I tested the following code in firefox scratchpad and got interesting result?
var date=new Date("2012-05-12");
var date2 = new Date("05/12/2012");
date;
/*
Fri May 11 2012 17:00:00 GMT-0700 (Pacific Daylight Time)
*/
date2;
/*
Sat May 12 2012 00:00:00 GMT-0700 (Pacific Daylight Time)
*/
Two dates are different. Apparently this is due to the timezone issue. What I want is date2 result. How can I make js engine correctly treats the ISO date style?
I think the issue is that the string “2012-05-12” is taken to be an ISO 8601 date, while “05/12/2012” is an RFC 2822 date. In the ISO format, the lack of a timezone implies UTC. At midnight on the morning off May 12, in California (or wherever you are) it’s 7 PM the previous evening.

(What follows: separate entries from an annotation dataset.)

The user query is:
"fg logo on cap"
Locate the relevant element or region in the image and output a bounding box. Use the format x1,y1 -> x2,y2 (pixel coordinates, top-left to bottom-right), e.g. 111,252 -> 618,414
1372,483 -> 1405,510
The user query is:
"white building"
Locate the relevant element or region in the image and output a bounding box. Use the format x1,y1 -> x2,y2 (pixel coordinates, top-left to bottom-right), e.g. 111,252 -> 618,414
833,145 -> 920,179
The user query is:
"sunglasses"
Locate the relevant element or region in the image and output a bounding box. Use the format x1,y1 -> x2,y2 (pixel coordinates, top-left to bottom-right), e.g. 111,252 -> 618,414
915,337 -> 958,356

The RFC date without a time zone, however, is parsed under the assumption that you want the timestamp for midnight in your local timezone. (Well, not necessarily your timezone; the timezone of the computer where your JavaScript runs 🙂
You can see the difference if you pass those strings to
Date.parse().The RFC date format can include an explicit time zone, but the ISO format cannot. (Well, it can, but browsers don’t pay attention, and apparently IE doesn’t handle those at all.)